It’s no secret that data breaches on the rise. 2016 was a record year, with the Identity Theft Resource Center (ITRC) recording 1,093 breaches that involved more than 36 million consumer records.

Franchises are one of the most lucrative hacking targets. Dairy Queen, UPS, Goodwill, Wendy’s and Supervalu all have one thing in common – they are franchised companies that have been breached. The pattern in all of these cases was similar – hackers infiltrated the franchisee’s point of sale (POS) system via malicious software (malware) and found clear-text credit card data, which they then resold on the black market.

In 2016, Bluefin Payment Systems and Two Men and a Truck (TMT) partnered to provide TMT franchises mobile and office payment processing with Bluefin’s PCI-validated Point-to-Point Encryption (P2PE) solution, which is designed to secure credit card data through encryption in a PCI-approved P2PE payment terminal. Encrypting data within the device prevents clear-text cardholder data from reaching the franchise’s system or network where it could be exposed in the event of a data breach.

TMT – Payment Security Advocates from the Top Down

TMT was seeking a solution that would protect their customer’s credit card information. “We wanted to implement effective measures that were easy for the franchise to use but also easy for us to deploy – and that had high benefits for our customers,” said Jake Gaitan, Director of Information Technology for TMT.

TMT needed a payment security solution but they also wanted the flexibility of mobile processing. Drivers would call in credit card transactions to the main office, where a member of the staff would manually enter the information to run the transaction. Because the card was not present, the locations were being charged higher transaction fees. TMT estimates that savings from reduced fees have already saved corporate $18,000 – $20,000.

With a background in financial institution security, Jake understood the value of a PCI-validated P2PE solution. While TMT considered several P2PE providers, what sold them on Bluefin was the solution’s flexibility, simple deployment and customer support for their franchises.

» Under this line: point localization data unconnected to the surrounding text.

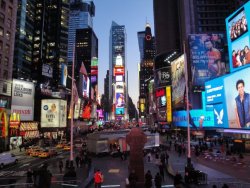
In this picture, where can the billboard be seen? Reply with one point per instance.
(23, 99)
(237, 95)
(178, 81)
(163, 77)
(207, 117)
(118, 61)
(64, 74)
(120, 100)
(238, 37)
(53, 113)
(207, 57)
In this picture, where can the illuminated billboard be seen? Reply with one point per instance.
(53, 113)
(120, 101)
(118, 71)
(118, 61)
(207, 57)
(178, 81)
(238, 37)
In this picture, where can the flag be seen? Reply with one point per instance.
(75, 93)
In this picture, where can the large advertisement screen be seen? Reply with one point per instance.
(207, 57)
(163, 77)
(238, 37)
(23, 99)
(178, 81)
(53, 113)
(237, 92)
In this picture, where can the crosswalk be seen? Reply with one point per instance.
(12, 173)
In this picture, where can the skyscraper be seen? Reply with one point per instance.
(117, 74)
(80, 17)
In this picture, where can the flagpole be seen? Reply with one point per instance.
(72, 106)
(187, 108)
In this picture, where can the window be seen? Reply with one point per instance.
(1, 31)
(8, 35)
(2, 18)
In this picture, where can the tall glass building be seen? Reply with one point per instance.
(80, 17)
(118, 71)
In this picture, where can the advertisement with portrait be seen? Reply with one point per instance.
(207, 57)
(119, 111)
(53, 113)
(85, 86)
(119, 87)
(64, 74)
(180, 118)
(120, 100)
(237, 98)
(23, 99)
(162, 77)
(178, 81)
(238, 37)
(152, 104)
(119, 71)
(118, 61)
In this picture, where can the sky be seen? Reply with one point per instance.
(134, 14)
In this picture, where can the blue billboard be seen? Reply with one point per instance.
(200, 118)
(238, 37)
(207, 57)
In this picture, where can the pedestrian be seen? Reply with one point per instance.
(133, 178)
(177, 180)
(29, 179)
(148, 179)
(98, 179)
(158, 180)
(60, 165)
(77, 161)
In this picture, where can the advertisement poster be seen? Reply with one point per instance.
(178, 81)
(64, 74)
(23, 99)
(238, 37)
(207, 57)
(53, 113)
(237, 94)
(120, 100)
(163, 77)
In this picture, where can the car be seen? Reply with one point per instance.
(35, 153)
(47, 153)
(66, 147)
(7, 158)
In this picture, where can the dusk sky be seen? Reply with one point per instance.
(133, 14)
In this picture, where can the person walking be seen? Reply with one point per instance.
(60, 165)
(158, 180)
(98, 179)
(148, 179)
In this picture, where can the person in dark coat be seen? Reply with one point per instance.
(158, 180)
(148, 179)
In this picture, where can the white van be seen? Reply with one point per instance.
(7, 159)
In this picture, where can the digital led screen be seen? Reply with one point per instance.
(238, 37)
(237, 89)
(207, 57)
(178, 81)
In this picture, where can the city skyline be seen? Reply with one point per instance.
(140, 13)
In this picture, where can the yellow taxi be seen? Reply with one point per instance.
(35, 153)
(66, 147)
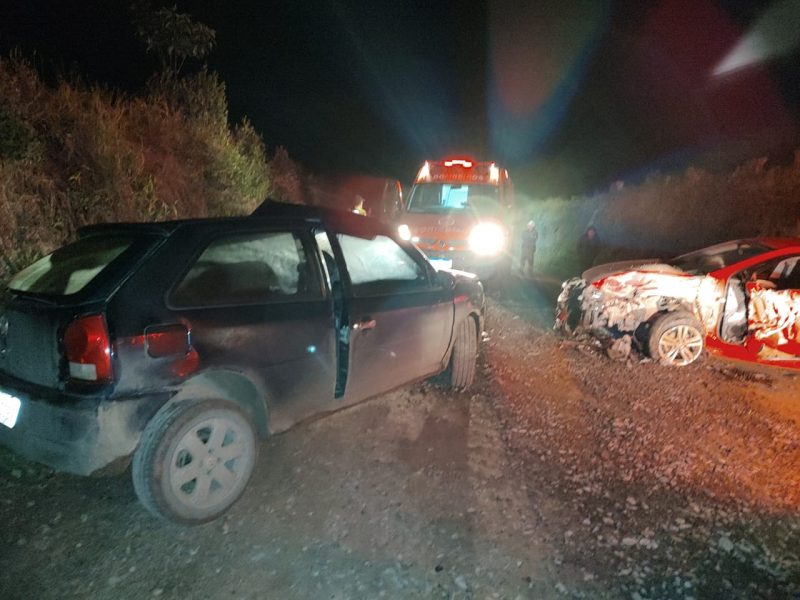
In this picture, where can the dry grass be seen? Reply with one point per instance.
(75, 155)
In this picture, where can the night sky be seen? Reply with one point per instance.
(571, 95)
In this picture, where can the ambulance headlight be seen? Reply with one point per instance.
(487, 239)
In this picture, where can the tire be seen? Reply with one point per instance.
(676, 339)
(464, 356)
(217, 437)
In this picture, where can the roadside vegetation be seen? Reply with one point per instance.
(73, 153)
(668, 214)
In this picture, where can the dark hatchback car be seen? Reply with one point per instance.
(179, 344)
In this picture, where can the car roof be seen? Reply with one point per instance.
(268, 210)
(779, 243)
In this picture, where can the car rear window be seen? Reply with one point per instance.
(71, 268)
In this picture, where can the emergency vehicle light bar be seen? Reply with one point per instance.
(458, 161)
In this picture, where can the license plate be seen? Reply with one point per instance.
(9, 409)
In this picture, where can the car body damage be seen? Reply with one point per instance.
(774, 320)
(740, 299)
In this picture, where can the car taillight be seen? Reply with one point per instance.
(88, 349)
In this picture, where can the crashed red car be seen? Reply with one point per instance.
(739, 299)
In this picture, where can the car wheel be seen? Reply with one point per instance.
(676, 339)
(194, 460)
(464, 356)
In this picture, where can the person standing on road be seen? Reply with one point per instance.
(358, 208)
(588, 246)
(529, 238)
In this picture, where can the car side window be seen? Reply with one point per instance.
(248, 268)
(779, 273)
(380, 266)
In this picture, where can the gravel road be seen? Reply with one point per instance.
(561, 474)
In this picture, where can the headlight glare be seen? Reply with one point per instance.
(487, 239)
(404, 232)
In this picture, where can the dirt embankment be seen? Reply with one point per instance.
(561, 474)
(664, 483)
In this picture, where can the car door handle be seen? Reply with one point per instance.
(365, 324)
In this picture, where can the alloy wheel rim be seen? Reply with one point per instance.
(209, 463)
(680, 345)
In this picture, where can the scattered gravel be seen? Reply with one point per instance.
(561, 474)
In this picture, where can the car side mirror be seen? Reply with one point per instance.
(444, 279)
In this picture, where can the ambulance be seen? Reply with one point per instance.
(460, 213)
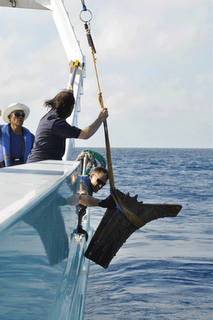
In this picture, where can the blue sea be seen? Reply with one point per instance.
(165, 269)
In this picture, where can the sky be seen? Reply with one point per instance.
(154, 60)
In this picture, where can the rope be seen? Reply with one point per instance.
(132, 217)
(83, 5)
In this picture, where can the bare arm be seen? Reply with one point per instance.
(89, 131)
(88, 201)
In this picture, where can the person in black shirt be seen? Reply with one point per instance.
(53, 129)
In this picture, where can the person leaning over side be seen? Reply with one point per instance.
(53, 129)
(90, 184)
(15, 140)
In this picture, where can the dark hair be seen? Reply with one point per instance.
(101, 169)
(62, 103)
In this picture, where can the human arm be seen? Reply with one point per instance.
(88, 201)
(89, 131)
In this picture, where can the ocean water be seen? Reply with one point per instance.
(165, 269)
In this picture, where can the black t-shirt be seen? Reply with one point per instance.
(50, 138)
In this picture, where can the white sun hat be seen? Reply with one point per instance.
(16, 106)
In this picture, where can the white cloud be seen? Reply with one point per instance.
(154, 63)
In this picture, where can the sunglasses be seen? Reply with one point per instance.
(99, 181)
(19, 114)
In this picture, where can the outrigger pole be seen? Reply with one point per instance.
(118, 224)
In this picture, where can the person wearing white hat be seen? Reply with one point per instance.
(16, 141)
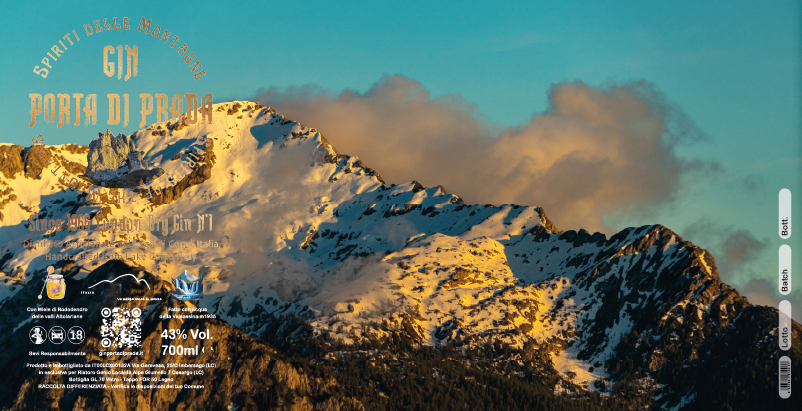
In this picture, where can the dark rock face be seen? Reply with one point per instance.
(11, 160)
(106, 154)
(115, 162)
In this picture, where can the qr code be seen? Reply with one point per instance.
(122, 327)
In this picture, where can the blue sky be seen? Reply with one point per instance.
(732, 67)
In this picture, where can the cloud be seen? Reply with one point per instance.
(595, 151)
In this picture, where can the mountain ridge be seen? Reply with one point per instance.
(318, 235)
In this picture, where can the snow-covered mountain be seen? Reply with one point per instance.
(291, 227)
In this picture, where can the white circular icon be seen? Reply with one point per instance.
(57, 335)
(76, 335)
(38, 335)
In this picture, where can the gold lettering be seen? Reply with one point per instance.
(50, 108)
(90, 109)
(36, 107)
(133, 53)
(161, 108)
(176, 111)
(147, 107)
(108, 68)
(78, 98)
(63, 110)
(192, 109)
(114, 108)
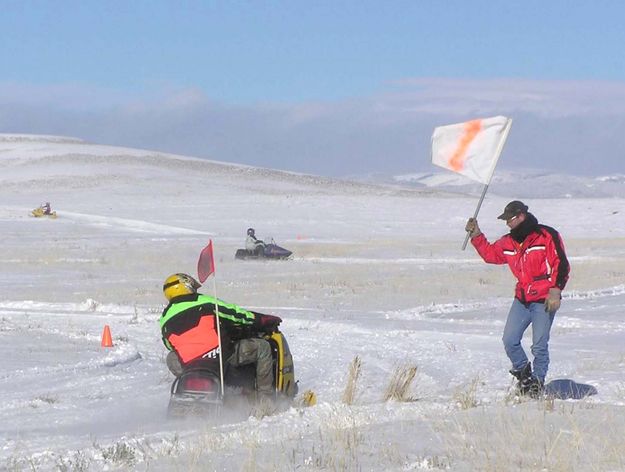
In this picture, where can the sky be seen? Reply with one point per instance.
(330, 88)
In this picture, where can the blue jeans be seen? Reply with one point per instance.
(519, 319)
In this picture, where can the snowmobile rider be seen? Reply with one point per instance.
(190, 333)
(535, 254)
(253, 245)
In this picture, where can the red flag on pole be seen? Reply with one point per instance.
(206, 262)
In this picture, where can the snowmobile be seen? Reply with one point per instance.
(40, 212)
(269, 251)
(198, 390)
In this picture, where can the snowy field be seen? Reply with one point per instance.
(378, 272)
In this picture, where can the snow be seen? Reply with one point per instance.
(378, 272)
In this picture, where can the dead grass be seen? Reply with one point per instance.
(349, 394)
(398, 388)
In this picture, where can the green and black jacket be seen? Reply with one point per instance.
(188, 326)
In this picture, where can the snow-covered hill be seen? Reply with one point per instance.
(377, 273)
(527, 184)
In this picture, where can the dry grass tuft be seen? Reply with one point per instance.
(399, 385)
(349, 394)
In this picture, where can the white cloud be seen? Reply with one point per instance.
(556, 123)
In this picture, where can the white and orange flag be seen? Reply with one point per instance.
(471, 148)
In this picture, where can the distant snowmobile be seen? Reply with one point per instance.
(268, 251)
(198, 389)
(43, 210)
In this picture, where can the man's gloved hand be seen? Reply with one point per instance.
(269, 322)
(552, 303)
(472, 228)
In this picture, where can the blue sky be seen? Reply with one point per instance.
(215, 73)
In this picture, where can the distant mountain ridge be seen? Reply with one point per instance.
(514, 184)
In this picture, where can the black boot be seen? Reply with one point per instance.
(524, 377)
(536, 388)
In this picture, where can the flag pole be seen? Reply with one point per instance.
(477, 210)
(221, 361)
(502, 142)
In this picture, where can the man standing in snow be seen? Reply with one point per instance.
(535, 254)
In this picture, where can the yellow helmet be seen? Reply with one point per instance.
(179, 284)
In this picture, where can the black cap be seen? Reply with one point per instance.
(512, 209)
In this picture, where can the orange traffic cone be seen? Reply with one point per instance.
(107, 341)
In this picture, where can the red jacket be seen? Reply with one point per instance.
(539, 262)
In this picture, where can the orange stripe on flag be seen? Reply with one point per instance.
(471, 130)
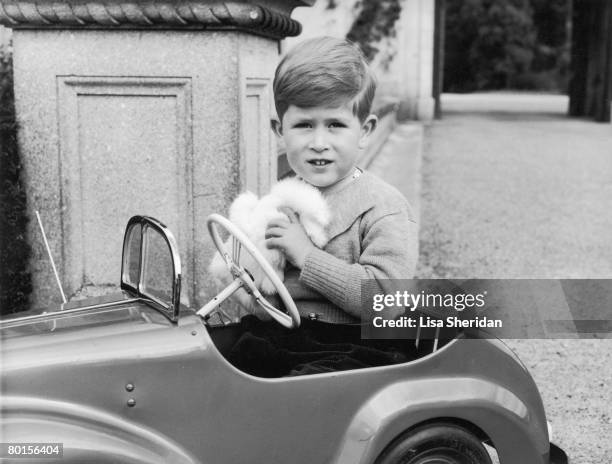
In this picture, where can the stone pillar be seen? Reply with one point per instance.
(414, 63)
(159, 108)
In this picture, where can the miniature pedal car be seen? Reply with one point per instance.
(141, 379)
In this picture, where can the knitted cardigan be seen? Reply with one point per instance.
(373, 235)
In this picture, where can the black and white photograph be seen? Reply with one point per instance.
(306, 231)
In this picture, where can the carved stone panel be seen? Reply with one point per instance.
(125, 144)
(258, 154)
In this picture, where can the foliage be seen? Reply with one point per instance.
(15, 282)
(502, 44)
(375, 22)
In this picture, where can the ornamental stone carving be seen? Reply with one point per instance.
(257, 18)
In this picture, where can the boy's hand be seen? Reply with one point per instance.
(289, 236)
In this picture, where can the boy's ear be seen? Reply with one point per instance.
(368, 126)
(277, 127)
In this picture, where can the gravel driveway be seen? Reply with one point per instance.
(512, 188)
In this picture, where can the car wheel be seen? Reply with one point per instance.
(436, 444)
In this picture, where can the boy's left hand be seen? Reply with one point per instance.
(289, 236)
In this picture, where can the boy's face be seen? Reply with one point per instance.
(323, 143)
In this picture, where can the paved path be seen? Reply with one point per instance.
(513, 188)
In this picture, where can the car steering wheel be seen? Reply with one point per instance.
(242, 278)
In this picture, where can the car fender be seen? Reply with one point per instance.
(501, 414)
(87, 434)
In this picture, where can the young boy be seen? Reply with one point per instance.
(323, 91)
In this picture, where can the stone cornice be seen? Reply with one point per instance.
(202, 14)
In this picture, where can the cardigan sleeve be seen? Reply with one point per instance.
(388, 251)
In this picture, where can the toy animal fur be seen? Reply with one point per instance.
(252, 215)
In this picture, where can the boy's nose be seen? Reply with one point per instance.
(319, 141)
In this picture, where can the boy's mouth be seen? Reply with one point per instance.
(319, 162)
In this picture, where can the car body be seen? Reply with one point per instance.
(135, 378)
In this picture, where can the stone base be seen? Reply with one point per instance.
(171, 124)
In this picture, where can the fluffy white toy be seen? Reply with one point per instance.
(252, 215)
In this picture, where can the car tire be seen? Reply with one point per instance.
(442, 443)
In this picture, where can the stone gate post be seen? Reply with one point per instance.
(126, 107)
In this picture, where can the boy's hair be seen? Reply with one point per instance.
(324, 71)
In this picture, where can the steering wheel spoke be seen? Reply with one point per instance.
(236, 248)
(242, 278)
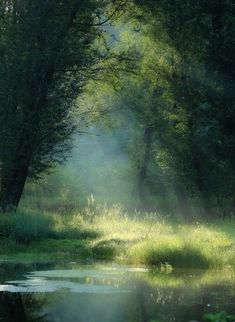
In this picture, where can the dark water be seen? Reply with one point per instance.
(72, 293)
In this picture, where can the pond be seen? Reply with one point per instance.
(68, 292)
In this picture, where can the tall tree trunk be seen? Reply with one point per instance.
(12, 184)
(148, 134)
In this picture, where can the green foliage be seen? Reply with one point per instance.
(219, 317)
(110, 233)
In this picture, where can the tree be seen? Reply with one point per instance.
(202, 93)
(46, 50)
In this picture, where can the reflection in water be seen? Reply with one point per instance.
(114, 295)
(11, 308)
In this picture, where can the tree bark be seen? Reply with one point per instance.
(12, 184)
(148, 134)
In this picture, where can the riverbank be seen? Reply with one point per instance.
(110, 234)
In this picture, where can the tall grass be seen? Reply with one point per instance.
(109, 233)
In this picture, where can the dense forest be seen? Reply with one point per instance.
(155, 79)
(117, 160)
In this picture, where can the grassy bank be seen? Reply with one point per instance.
(108, 233)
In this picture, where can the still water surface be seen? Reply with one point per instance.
(78, 293)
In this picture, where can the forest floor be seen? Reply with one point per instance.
(109, 234)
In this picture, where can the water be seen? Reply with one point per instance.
(73, 293)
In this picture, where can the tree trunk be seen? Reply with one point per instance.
(148, 133)
(13, 180)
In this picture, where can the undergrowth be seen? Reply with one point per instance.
(99, 232)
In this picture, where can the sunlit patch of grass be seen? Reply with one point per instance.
(109, 233)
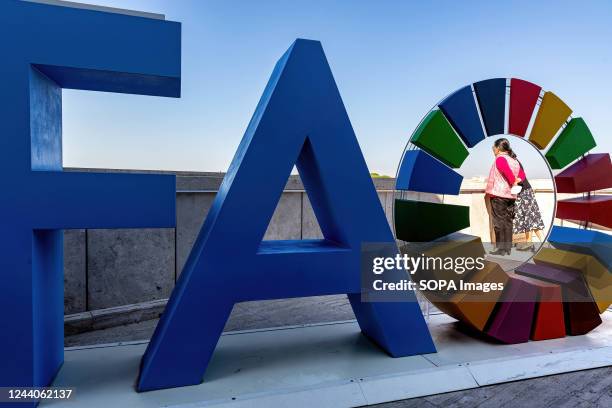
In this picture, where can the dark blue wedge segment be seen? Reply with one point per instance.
(491, 96)
(419, 171)
(460, 110)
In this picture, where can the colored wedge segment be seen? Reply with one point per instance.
(593, 172)
(587, 242)
(548, 322)
(579, 310)
(491, 96)
(461, 111)
(595, 209)
(574, 141)
(436, 136)
(419, 221)
(598, 278)
(513, 318)
(475, 308)
(421, 172)
(523, 99)
(552, 115)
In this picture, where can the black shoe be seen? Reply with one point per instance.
(526, 248)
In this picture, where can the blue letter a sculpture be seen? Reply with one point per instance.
(299, 120)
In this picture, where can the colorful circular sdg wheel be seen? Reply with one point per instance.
(570, 281)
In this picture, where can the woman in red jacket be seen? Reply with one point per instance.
(505, 173)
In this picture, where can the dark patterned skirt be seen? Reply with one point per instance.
(527, 215)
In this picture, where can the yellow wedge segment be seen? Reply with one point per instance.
(598, 278)
(552, 115)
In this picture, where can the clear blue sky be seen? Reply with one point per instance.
(392, 60)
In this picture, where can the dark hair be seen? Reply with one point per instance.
(504, 145)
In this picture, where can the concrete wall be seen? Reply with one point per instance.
(108, 268)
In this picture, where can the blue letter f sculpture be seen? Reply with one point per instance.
(46, 48)
(299, 120)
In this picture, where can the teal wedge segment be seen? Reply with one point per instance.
(420, 221)
(574, 141)
(437, 137)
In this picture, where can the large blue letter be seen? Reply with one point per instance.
(300, 120)
(46, 48)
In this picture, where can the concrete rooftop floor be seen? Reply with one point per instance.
(589, 388)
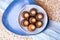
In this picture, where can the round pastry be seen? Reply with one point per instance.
(39, 16)
(39, 24)
(26, 14)
(32, 20)
(25, 23)
(33, 12)
(31, 27)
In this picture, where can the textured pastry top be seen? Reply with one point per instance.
(52, 7)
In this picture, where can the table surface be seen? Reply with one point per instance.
(7, 35)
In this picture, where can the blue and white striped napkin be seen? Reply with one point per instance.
(51, 33)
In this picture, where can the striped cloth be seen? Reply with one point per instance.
(51, 33)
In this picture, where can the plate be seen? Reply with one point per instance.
(10, 17)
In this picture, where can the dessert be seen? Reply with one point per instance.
(32, 20)
(31, 27)
(25, 23)
(26, 14)
(39, 24)
(33, 12)
(39, 16)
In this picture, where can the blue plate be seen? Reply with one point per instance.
(10, 16)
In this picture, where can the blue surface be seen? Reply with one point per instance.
(6, 13)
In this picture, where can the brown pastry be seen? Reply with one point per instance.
(26, 14)
(33, 12)
(32, 20)
(39, 16)
(39, 24)
(25, 23)
(31, 27)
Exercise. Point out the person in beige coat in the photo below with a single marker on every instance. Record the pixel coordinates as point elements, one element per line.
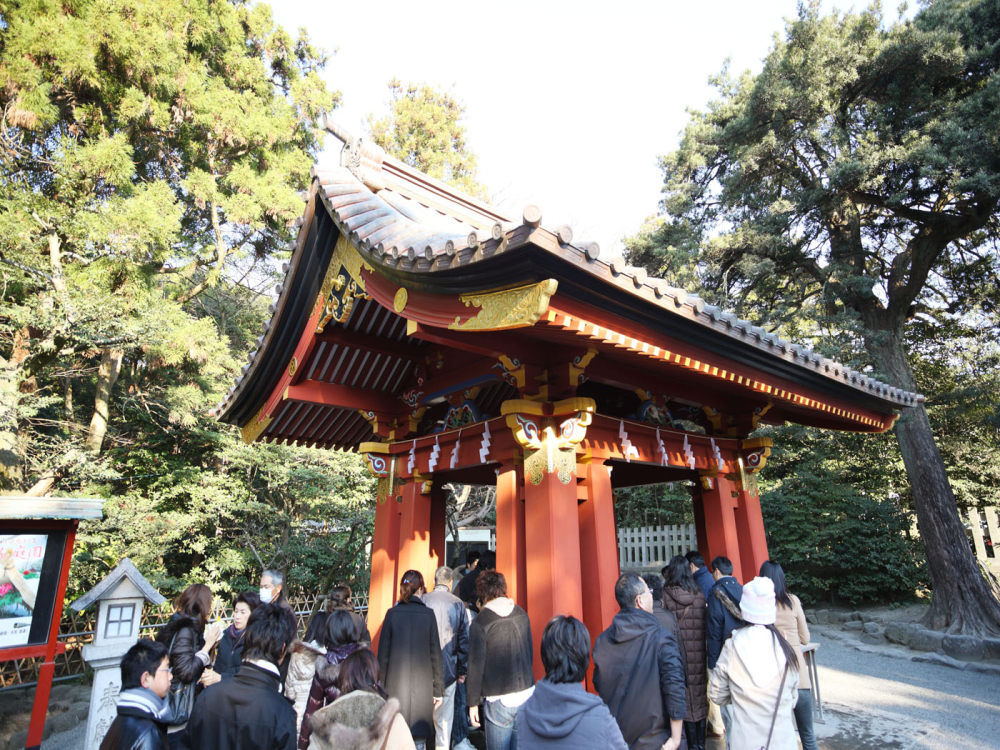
<point>757,673</point>
<point>791,623</point>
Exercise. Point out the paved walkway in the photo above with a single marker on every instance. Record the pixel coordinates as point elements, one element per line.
<point>877,697</point>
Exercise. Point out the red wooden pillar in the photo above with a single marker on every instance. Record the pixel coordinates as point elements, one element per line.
<point>750,527</point>
<point>439,499</point>
<point>719,505</point>
<point>510,532</point>
<point>552,551</point>
<point>598,551</point>
<point>701,532</point>
<point>415,533</point>
<point>385,553</point>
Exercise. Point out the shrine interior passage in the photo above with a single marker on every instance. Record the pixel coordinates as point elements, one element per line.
<point>451,343</point>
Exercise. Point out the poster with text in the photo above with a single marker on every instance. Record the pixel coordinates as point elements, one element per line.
<point>21,557</point>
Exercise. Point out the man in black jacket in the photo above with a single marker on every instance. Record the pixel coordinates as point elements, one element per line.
<point>142,708</point>
<point>722,616</point>
<point>638,671</point>
<point>248,711</point>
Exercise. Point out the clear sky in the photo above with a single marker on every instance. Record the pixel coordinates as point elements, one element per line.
<point>568,105</point>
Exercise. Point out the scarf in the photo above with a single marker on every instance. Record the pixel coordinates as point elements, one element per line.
<point>147,701</point>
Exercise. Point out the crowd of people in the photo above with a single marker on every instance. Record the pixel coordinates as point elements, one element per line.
<point>690,653</point>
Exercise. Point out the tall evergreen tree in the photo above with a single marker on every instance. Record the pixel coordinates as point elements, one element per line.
<point>424,129</point>
<point>859,173</point>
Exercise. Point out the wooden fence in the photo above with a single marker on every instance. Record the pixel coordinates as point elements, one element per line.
<point>77,630</point>
<point>653,546</point>
<point>985,541</point>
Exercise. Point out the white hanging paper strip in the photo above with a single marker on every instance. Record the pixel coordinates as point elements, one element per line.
<point>454,451</point>
<point>717,454</point>
<point>435,452</point>
<point>628,450</point>
<point>661,449</point>
<point>688,453</point>
<point>484,446</point>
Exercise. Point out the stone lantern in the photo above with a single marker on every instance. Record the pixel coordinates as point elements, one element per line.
<point>120,597</point>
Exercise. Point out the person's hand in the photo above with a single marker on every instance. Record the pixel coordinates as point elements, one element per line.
<point>213,633</point>
<point>210,677</point>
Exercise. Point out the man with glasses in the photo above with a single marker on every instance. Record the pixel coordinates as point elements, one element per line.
<point>638,671</point>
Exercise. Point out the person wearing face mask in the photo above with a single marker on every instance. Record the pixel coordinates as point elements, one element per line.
<point>230,653</point>
<point>272,589</point>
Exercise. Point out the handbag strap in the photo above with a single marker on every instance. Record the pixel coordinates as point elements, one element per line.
<point>777,704</point>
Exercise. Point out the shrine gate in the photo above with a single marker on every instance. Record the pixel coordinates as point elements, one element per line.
<point>449,343</point>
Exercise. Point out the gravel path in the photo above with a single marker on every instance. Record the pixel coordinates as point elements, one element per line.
<point>878,698</point>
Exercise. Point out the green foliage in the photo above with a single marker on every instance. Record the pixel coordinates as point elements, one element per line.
<point>834,520</point>
<point>423,129</point>
<point>152,154</point>
<point>848,196</point>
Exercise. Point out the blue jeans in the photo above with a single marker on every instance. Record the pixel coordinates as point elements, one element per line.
<point>803,720</point>
<point>460,729</point>
<point>500,726</point>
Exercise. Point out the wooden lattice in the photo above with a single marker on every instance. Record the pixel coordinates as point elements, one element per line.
<point>77,630</point>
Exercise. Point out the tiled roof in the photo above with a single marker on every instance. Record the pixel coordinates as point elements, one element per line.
<point>400,218</point>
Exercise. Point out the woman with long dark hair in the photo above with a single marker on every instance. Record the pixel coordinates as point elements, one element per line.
<point>302,665</point>
<point>230,654</point>
<point>188,638</point>
<point>363,716</point>
<point>791,623</point>
<point>342,640</point>
<point>409,658</point>
<point>758,673</point>
<point>683,597</point>
<point>340,598</point>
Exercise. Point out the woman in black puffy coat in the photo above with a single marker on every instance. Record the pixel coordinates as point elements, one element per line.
<point>683,597</point>
<point>342,640</point>
<point>409,658</point>
<point>189,640</point>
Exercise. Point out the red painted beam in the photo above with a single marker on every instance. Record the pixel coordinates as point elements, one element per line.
<point>344,397</point>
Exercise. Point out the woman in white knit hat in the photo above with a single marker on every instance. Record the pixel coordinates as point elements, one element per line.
<point>757,672</point>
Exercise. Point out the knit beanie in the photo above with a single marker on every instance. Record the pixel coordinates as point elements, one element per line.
<point>757,604</point>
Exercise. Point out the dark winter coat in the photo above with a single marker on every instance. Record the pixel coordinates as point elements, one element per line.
<point>703,577</point>
<point>229,655</point>
<point>467,589</point>
<point>324,690</point>
<point>186,668</point>
<point>359,621</point>
<point>247,712</point>
<point>500,652</point>
<point>135,729</point>
<point>453,631</point>
<point>720,618</point>
<point>638,673</point>
<point>689,608</point>
<point>409,660</point>
<point>565,716</point>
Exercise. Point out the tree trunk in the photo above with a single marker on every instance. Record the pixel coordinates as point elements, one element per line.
<point>962,602</point>
<point>10,458</point>
<point>107,375</point>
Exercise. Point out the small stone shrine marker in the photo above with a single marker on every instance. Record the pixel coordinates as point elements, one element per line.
<point>120,598</point>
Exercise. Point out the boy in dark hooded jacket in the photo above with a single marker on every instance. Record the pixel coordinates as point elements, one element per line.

Bluefin enabled TMT to deploy the PCI-validated P2PE and EMV-certified Nomad 2.0 Bluetooth mobile device with an android or iOS tablet, which allowed their drivers the ability to securely and conveniently collect payment at the time of service. TMT also deployed the ID Tech SREDKey keypad and swipe terminal to accept secure payments over the phone or in office payments.

The solution was introduced in fall 2016 and the company already has 45 franchises signed with over 300 mobile devices deployed.

The Franchise Point of View

One of the first TMT franchises to adopt the Bluefin P2PE solution was the Grand Rapids, Evansville and Bloomington locations, run by Rob Felcher, President of TMT Evansville, and Dan Pettit, Franchisee. Rob and Dan’s drivers would call in credit card information during business hours to process over the phone, or jot down the credit card number on the sales order and then input the information once they got into the office – which required them to shred each sales order and the sensitive card information.

“We realized that how we were taking cards could be opening us up to all the risks of having a breach, even internally,” said Rob.

In addition to a simple setup, the Grand Rapids and Evansville TMT locations have already completed the SAQ P2PE HW questionnaire, which took “15 minutes total,” said Rob Felcher, President. Franchises that implement Bluefin’s PCI-validated P2PE solution throughout their POS environment are eligible for the 33-question SAQ P2PE-HW – a significant reduction from the 329-question SAQ D.

The franchisees learned of the Bluefin P2PE solution at TMT’s fall annual meeting.

“What attracted us to the solution was not only the flexibility of deploying a secure mobile device with our drivers but also the significant reduction in PCI scope that our locations would see,” said Rob.

The solution was implemented approximately 5 months ago across Rob and Dan’s three franchises, with 26 Nomads and 7 SREDKeys. Like the TMT corporate location, the franchises have already saved a significant amount in processing fees and expect to save further from the decreased PCI requirements.

“One of the exciting things about TMT is the support from the family and the C level on technology initiatives,” said Jake. “We were pretty much able to do what we needed to do to get a PCI-validated P2PE solution in the hands of our franchisees that would not only provide greater security but bring a tremendous cost benefit to our locations.”